Un torrent a débordé sur la route jonchée de débris où le reflet du ciel me donne brièvement l’impression de voler. Je roule prudemment, je suis inquiet. Hier Rimski a failli renverser un cycliste qui avait déboulé dans un virage à toute allure sans que je l’aie vu venir. Tout à l’heure, comme je roulais sans visibilité derrière une caravane, un quidam furieux tout à l’heure m’a klaxonné parce que je ne lui avais pas laissé la priorité à une chicane. Ces broutilles me rappellent à quel point l’accident est toujours proche, toujours facile ; or, je suis fatigué et la route est assez longue.
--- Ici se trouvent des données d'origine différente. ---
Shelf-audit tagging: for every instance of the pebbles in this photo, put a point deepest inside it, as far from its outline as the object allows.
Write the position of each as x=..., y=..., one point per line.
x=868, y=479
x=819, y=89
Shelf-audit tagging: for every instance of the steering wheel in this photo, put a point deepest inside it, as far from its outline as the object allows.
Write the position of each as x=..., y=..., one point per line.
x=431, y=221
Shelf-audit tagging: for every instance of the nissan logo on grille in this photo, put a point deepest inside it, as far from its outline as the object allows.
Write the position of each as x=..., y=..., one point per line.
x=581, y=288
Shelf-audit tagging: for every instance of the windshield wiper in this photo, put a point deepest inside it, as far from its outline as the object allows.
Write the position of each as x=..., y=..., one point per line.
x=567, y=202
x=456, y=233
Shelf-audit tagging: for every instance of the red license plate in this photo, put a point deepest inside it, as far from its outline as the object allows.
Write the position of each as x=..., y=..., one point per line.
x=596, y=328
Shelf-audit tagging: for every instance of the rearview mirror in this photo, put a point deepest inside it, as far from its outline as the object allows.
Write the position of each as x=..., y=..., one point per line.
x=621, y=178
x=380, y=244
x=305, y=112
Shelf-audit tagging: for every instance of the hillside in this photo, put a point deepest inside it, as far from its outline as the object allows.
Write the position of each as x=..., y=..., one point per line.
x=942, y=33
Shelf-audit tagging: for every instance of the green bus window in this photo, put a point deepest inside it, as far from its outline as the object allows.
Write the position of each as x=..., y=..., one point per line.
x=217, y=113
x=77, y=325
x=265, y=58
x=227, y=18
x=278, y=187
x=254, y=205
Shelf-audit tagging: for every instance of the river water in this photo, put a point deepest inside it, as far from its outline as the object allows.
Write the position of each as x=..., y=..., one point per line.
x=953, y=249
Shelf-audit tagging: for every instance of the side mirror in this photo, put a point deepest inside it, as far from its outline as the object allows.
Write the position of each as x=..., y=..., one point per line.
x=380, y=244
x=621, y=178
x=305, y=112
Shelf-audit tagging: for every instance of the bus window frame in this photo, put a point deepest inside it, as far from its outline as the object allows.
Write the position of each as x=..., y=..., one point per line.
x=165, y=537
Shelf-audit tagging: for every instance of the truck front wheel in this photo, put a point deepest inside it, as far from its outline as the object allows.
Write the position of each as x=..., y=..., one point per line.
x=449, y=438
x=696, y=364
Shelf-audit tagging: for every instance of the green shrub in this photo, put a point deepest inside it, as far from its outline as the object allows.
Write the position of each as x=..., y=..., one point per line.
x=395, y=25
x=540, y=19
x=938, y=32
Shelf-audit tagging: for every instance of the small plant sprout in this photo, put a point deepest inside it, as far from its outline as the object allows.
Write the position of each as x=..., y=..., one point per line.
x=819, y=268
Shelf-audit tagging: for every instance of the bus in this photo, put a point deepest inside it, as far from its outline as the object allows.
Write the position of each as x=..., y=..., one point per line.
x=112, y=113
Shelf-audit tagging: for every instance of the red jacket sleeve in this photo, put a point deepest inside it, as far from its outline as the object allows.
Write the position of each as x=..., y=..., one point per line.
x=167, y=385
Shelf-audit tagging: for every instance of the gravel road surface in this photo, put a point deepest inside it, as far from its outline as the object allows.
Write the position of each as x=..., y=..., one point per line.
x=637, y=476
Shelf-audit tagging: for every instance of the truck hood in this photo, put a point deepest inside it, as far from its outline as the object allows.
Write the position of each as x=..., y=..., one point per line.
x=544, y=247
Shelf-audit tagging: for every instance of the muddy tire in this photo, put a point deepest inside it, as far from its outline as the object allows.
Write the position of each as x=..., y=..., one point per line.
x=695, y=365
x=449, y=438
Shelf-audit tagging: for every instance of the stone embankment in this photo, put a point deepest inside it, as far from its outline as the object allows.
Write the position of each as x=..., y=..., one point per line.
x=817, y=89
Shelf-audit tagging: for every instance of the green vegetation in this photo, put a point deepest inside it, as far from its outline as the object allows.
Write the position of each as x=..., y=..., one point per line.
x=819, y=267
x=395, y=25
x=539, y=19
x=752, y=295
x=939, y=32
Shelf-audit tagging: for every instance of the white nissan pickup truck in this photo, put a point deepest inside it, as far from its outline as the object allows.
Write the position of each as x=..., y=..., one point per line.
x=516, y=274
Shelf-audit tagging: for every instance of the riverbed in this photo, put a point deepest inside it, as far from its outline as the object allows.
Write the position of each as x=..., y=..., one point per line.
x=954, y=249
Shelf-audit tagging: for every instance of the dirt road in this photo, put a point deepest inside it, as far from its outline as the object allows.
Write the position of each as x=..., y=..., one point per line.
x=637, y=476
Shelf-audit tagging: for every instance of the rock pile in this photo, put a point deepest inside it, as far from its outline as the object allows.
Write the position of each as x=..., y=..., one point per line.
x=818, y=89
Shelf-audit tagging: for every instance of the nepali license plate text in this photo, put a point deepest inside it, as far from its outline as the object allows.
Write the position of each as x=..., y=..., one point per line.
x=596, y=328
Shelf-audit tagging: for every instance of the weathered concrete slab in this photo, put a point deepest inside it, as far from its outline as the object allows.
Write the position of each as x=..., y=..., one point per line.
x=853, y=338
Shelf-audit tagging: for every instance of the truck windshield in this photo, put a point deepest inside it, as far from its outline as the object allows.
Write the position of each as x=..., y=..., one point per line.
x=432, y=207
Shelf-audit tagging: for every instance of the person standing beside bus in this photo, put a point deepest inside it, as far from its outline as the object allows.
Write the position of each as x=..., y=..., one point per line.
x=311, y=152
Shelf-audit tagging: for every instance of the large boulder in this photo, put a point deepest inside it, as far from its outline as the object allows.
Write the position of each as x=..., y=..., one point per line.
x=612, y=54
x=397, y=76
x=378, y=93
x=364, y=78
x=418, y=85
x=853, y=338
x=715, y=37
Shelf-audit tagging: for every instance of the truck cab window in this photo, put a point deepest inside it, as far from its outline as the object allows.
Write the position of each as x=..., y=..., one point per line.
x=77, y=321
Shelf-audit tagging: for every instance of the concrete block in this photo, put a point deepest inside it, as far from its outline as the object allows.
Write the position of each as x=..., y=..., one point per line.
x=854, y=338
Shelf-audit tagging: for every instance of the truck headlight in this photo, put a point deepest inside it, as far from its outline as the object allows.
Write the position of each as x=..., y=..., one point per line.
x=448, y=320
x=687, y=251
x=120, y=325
Bien entendu j’ai mis le GPS que je vais suivre scrupuleusement. Un héron gris vole à contresens sur ma voie et se déporte au dernier moment pour rejoindre le ruisseau. L’interminable ligne droite en direction de Chamousset m’épuise. Il n’y a presque personne, un peu de brume dans la lumière, des bancs de brume dans la plaine. Les meules dorment, les corneilles s’éveillent sur mon passage. La voiture en fin de course fait tant de bruit qu’il est difficile de savoir lequel annonce la prochaine panne ; au moins ne suis-je pas tenté par l’excès de vitesse.

Voici le carrefour du Pont-Royal, vraiment royal au soleil du matin. Soleil et brume le long de l’Isère, la route semble si peu réelle et l’impression de flotter est telle qu’il faut faire un effort pour ne pas se laisser happer par les sensations ou les divagations. L’herbe des bas-côtés est jaune, la peinture aussi qui délimite la route ainsi que les plots sont jaunes, un instant je me dis que c’est à cause de la sécheresse avant de me rappeler que c’est aussi la couleur des travaux. Comme toujours je me trompe à l’unique bifurcation d’Albertville, parce que je ne réagis pas, parce que je vois bien qu’il faut tourner mais que je ne le fais pas, englué dans une sorte de passivité peu compatible avec la conduite automobile (et qui m’a coûté par deux fois mon permis, lorsque je tentais de le passer, car à chaque fois que l’inspecteur me demander de tourner je  continuais tout droit, jusqu’à ce qu’il finisse par prendre le volant, persuadé que je me fichais de lui. Je ne me fiche de personne, je suis juste un peu lent à réagir…).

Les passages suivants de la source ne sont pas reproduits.